La Naspi (“Nuova Assicurazione Sociale per l’Impiego”) è un aiuto di salvezza per chi perde il lavoro, ma non sempre l’importo ricevuto rimane nelle tasche del beneficiario. In alcuni casi, l’INPS può infatti richiedere la restituzione delle somme erogate. Vediamo quando ciò avviene, quali sono le cause più comuni e come difendersi da richieste indebite.
Motivi per cui l’INPS può chiedere la restituzione della Naspi
L’INPS può reclamare le somme versate nei seguenti casi:
- Pagamenti errati per errori amministrativi: L’INPS può commettere errori nel calcolo dell’importo spettante, determinando un’erogazione superiore al dovuto.

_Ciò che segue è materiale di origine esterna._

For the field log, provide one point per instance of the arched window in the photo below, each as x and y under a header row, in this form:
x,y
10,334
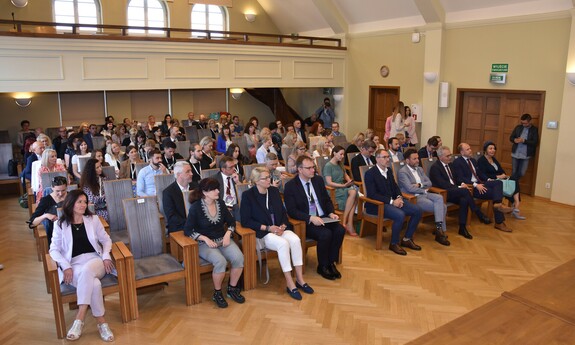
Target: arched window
x,y
151,13
208,17
77,12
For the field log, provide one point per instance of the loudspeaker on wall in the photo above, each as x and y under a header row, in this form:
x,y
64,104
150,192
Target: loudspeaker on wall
x,y
443,94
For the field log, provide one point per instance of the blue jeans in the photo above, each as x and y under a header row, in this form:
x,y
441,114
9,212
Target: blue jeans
x,y
519,168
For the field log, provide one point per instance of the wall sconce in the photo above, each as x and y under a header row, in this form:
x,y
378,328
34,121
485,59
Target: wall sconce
x,y
23,102
430,77
250,16
236,93
19,3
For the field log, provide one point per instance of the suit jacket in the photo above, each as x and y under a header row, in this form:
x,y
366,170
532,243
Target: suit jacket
x,y
359,161
439,177
378,187
407,180
463,172
62,243
174,207
254,212
295,198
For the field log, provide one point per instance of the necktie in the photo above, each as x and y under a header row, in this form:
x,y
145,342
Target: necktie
x,y
312,207
473,170
449,173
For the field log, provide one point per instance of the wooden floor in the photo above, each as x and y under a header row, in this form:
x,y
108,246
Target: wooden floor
x,y
383,298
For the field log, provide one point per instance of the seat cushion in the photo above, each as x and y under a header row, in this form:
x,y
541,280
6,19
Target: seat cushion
x,y
107,280
153,266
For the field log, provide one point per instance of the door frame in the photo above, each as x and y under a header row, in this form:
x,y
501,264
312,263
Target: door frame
x,y
459,116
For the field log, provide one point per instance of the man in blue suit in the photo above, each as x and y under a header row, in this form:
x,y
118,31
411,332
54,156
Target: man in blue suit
x,y
467,172
380,185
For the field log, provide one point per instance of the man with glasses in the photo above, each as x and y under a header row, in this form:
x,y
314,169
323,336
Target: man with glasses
x,y
524,138
365,157
413,180
380,185
227,178
430,149
442,175
46,212
306,199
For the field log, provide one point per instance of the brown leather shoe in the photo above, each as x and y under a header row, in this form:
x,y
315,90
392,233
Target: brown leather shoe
x,y
502,208
397,249
502,227
410,244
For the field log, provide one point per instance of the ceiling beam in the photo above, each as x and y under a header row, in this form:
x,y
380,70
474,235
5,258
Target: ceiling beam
x,y
332,16
431,10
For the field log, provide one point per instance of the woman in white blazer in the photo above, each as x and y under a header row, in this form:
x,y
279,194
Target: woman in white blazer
x,y
81,248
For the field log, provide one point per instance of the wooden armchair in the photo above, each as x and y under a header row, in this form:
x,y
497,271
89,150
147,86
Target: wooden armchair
x,y
377,219
62,293
146,264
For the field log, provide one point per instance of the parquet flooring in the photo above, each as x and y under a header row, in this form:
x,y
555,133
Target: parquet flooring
x,y
382,299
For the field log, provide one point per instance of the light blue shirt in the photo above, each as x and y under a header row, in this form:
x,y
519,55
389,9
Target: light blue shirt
x,y
145,185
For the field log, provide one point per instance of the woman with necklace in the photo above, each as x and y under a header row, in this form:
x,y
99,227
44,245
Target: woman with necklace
x,y
206,223
49,163
262,210
81,248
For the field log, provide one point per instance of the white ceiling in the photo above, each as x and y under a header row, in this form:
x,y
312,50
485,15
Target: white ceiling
x,y
337,17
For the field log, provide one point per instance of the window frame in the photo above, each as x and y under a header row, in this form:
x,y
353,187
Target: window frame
x,y
150,32
99,18
225,24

Se viene rilevato uno sbaglio nella determinazione della somma, l’ente previdenziale può richiederne la restituzione.
- Nuovo impiego non dichiarato: Uno dei requisiti fondamentali per percepire la Naspi è la disoccupazione involontaria. Se il beneficiario trova un lavoro e non lo comunica tempestivamente all’INPS, l’indennità viene sospesa o revocata. Tuttavia, se il sussidio continua a essere percepito, l’INPS può avviare la procedura di recupero delle somme.
- Dichiarazioni false o omissioni: In caso di dichiarazioni mendaci o omissioni intenzionali finalizzate a ottenere l’indennità in modo illecito, il cittadino può incorrere non solo nella restituzione della Naspi, ma anche in sanzioni penali. L’INPS effettua controlli incrociati per individuare possibili frodi.

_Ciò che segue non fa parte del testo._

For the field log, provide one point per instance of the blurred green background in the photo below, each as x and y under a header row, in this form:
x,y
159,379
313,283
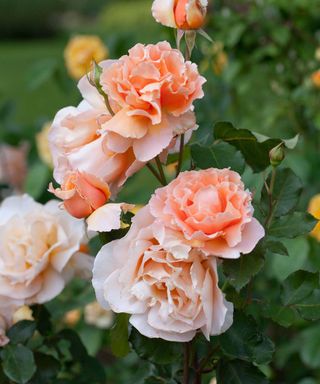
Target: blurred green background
x,y
259,69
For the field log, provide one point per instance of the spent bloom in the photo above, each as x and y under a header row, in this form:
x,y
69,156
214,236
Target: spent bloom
x,y
80,51
211,210
181,14
170,289
39,250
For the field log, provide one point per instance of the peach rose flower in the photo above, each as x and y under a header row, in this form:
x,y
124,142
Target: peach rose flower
x,y
39,250
211,210
170,289
81,51
181,14
151,91
78,143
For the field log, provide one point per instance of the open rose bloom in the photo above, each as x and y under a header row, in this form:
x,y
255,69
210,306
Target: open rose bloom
x,y
211,210
151,92
170,289
164,271
39,250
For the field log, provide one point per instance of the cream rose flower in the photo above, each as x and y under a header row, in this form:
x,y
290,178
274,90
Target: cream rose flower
x,y
170,289
39,250
81,51
211,210
78,143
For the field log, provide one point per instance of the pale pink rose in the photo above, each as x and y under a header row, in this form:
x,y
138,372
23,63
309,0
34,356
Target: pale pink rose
x,y
82,194
210,209
39,250
181,14
170,289
107,217
151,90
13,165
78,143
7,310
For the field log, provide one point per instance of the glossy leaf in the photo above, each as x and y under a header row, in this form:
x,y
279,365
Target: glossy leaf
x,y
18,363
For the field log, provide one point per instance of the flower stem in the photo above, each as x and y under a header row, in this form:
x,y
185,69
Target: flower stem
x,y
161,172
270,192
154,172
180,162
186,363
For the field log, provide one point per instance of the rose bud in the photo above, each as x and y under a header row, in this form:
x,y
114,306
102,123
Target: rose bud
x,y
181,14
82,193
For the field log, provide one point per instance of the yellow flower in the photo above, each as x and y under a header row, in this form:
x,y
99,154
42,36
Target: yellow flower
x,y
314,209
23,313
81,51
315,78
72,317
43,145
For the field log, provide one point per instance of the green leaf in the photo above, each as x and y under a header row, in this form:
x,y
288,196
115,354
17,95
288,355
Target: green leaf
x,y
309,309
48,369
298,286
120,336
217,155
18,363
155,350
37,180
286,193
275,248
310,347
42,319
255,153
239,372
240,271
244,341
292,225
284,316
21,332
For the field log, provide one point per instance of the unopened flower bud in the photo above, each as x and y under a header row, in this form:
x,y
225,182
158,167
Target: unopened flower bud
x,y
277,155
181,14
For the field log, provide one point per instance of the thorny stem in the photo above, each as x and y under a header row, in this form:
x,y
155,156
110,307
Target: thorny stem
x,y
154,172
186,363
161,172
180,155
270,192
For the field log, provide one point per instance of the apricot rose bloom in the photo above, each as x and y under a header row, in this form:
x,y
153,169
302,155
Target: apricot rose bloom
x,y
211,210
81,51
39,250
151,90
170,289
181,14
314,209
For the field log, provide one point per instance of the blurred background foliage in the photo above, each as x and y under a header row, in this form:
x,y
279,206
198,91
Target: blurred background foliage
x,y
260,71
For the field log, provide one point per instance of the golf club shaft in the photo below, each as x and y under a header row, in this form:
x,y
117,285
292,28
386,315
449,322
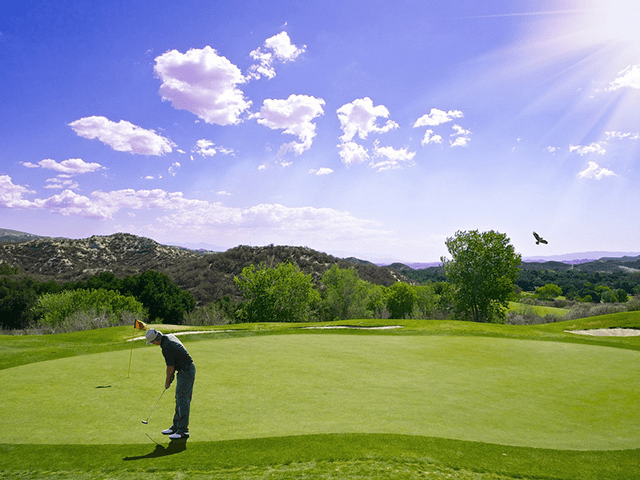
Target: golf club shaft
x,y
154,407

Come avviene il recupero delle somme
L’INPS segue una procedura ben definita per il recupero delle somme indebitamente percepite:
- Notifica della richiesta: l’INPS comunica ufficialmente al cittadino l’importo da restituire e le modalità di pagamento.
- Compensazione su altre prestazioni: l’ente può trattenere le somme da altre indennità spettanti, come pensioni o futuri assegni di disoccupazione.
- Rateizzazione: se la somma da restituire è elevata, è possibile richiedere un pagamento dilazionato, previa valutazione dell’INPS.
- Recupero forzoso: in caso di mancato pagamento, l’INPS può ricorrere a strumenti coattivi, come il pignoramento di beni o la segnalazione a Equitalia.
Come contestare una richiesta di rimborso
Se si ritiene che la richiesta di restituzione sia ingiusta, esistono diverse possibilità per opporsi:
- Ricorso amministrativo all’INPS: da presentare entro 90 giorni dalla notifica.
- Prescrizione del credito: la legge prevede un termine di 10 anni per il recupero delle somme, salvo interruzioni della prescrizione.
- Ricorso al tribunale ordinario: se il ricorso amministrativo non viene accolto, è possibile rivolgersi al giudice ordinario per far valere le proprie ragioni.
Per evitare richieste di rimborso, è fondamentale verificare l’importo ricevuto, segnalare tempestivamente ogni variazione della propria situazione lavorativa e conservare la documentazione utile a dimostrare il diritto alla Naspi. In caso di dubbi, consultare un esperto o un patronato può rivelarsi una strategia vincente per tutelare i propri diritti.